Monday, December 24, 2007

Wrens and old celebrations

In Ireland and the Isle of Man there is a tradition at Christmas time which uses wrens. In Ireland, on Christmas, boys go out and hunt wrens. The boys are called, 'Wren Boys.' In the Isle of Man, on Christmas Eve, people hunt a wren and then take the wren to the church yard and bury the wren with a solemnity befitting a member of the community. This tradition of the wren clearly has an origin in Celtic lore, and is probably pre-Christian, but how there is a connection between Christmas and wrens, I have no clue.

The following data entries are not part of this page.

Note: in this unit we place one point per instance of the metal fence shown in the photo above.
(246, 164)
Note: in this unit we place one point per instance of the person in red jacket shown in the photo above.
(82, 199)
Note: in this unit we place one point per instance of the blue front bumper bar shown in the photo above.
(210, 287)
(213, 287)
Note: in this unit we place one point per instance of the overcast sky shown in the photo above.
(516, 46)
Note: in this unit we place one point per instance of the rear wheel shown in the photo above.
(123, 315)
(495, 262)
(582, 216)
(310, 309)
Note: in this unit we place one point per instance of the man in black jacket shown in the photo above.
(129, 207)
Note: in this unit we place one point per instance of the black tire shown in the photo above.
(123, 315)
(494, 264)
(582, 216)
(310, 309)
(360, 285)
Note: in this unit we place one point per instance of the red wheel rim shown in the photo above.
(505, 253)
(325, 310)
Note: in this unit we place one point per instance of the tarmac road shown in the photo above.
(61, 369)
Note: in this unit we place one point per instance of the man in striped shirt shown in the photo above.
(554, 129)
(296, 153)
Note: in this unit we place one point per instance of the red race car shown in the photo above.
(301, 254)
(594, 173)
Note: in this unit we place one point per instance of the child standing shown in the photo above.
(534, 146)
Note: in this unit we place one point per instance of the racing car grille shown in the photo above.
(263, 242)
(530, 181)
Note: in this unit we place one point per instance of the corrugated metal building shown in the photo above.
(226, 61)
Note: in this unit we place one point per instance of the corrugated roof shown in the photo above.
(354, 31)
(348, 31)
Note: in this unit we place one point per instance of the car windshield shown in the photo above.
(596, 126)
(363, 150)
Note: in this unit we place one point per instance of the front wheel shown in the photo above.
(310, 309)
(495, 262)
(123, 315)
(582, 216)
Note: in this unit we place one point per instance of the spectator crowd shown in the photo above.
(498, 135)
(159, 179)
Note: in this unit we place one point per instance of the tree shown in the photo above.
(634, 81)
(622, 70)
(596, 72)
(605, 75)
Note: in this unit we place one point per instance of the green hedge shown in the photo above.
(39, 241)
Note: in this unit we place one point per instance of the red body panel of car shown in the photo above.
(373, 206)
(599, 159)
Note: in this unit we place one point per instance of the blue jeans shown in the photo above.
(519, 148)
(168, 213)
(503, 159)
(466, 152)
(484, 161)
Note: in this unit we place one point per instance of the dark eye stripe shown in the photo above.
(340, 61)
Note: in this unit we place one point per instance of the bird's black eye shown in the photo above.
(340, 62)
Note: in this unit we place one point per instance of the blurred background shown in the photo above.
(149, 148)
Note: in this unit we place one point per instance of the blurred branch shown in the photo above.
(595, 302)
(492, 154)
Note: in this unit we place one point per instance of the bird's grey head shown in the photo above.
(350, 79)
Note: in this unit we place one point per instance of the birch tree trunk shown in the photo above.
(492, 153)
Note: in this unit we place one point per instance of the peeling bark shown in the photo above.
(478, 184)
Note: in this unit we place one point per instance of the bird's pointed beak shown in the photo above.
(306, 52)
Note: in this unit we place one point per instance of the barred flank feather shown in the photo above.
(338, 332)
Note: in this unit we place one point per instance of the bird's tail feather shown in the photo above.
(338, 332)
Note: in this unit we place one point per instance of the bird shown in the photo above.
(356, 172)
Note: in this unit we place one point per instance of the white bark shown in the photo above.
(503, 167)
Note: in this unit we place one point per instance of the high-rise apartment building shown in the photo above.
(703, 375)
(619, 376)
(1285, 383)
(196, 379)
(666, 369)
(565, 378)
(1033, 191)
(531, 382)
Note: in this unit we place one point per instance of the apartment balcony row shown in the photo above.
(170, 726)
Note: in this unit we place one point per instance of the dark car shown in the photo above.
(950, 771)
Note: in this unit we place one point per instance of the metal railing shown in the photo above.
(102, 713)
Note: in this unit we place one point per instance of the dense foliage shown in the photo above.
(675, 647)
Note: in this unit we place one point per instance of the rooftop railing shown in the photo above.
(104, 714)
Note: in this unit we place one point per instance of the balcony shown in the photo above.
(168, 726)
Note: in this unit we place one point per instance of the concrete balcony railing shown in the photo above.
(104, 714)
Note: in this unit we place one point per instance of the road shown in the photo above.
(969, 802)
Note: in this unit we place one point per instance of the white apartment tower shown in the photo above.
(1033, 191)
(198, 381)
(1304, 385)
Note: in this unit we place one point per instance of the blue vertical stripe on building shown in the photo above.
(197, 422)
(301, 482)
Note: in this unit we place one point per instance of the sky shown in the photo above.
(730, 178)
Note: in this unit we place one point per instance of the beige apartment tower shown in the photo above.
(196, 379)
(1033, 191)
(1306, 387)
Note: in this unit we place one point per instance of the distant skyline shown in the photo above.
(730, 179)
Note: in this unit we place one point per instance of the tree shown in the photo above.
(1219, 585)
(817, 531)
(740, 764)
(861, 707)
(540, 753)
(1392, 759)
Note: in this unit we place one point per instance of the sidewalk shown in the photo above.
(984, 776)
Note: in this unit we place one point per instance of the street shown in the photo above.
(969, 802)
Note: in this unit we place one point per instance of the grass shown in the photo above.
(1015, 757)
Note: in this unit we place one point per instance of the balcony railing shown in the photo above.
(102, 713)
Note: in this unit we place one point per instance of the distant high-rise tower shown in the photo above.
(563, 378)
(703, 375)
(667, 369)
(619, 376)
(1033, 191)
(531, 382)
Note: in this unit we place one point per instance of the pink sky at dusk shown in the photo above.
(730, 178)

Nevertheless, the concept of the use of a simple, humble house wren as a symbol of the coming of the King of Kings, born in a cave/stable is appealing. We celebrate a God who chose to throw off the livery of rule to live as one of us. A God who lived like men and felt the pain of living. That is the key to Christmas.

On our family farm, an old, whitewashed wooden out-building stood immediately behind the house, which enclosed the carport where my grandmother parked her car, a coal house which also kept the yard tools, and a smoke house. At Christmas time, the two overwhelming smells of my childhood were the sweet smell of coal smoke and the pungent, musty smell of smoked hams hanging in the smoke house. During my boyhood, when we had travelled back home to Kentucky and Tennessee for Christmas or Thanksgiving, everywhere you went smelled of coal smoke. Coal was commonly used for heat in that area. It was not a smell you smelled often in Indianapolis or Huntsville or Atlanta at the time. As a result, I always associated that sweet smell with the family home, especially during the Winter months and the holidays. During the Winter in that region, a small pile of coal was kept in the coal house for heat, even after the house was converted to natural gas and electricity.

Nothing means Christmas more to me than when I open the door to my mother's kitchen and smell the aroma of a Country Ham just removed from the oven. Some vision of Heaven is contained in the hock, removed from the ham, the greasy, salty fingers of hock meat, stuffed in my mouth, the smoky grease dripping from my fingers. Right after God tells me, "Welcome home, good and faithful servant," there is the expectation that some angel or archangel will offer me a plate of freshly baked ham hock from which to pick those fingers of pork and slowly stuff my yearning mouth. That would certainly be a worthy reward.

On Christmas Day and on Thanksgiving Day at the farm, the front parlor doors were opened up and the coal scuttle was filled with coal to fuel the coal fireplace. I remember watching the coal burn a bright blue on the little coal fireplace. When I was a child there was some sweet magic in watching the black coal turn to a bright blue flame before your eyes. There is a poem by Coleridge in which he refers to the flame in a coal fireplace. There apparently was a tradition in the Lake District that the appearance of such a film portended visitors. Perhaps in my youth, that flame showed the coming of the Christ child.

The smoke of the coal fireplace and the smoke which preserved the hams, provided comfort and sustenance during the gray days of Winter. In my memory, that delicious salty meat and the sweetness of the burning coal were smoked into my soul as a sweet reminder of Christmas's past.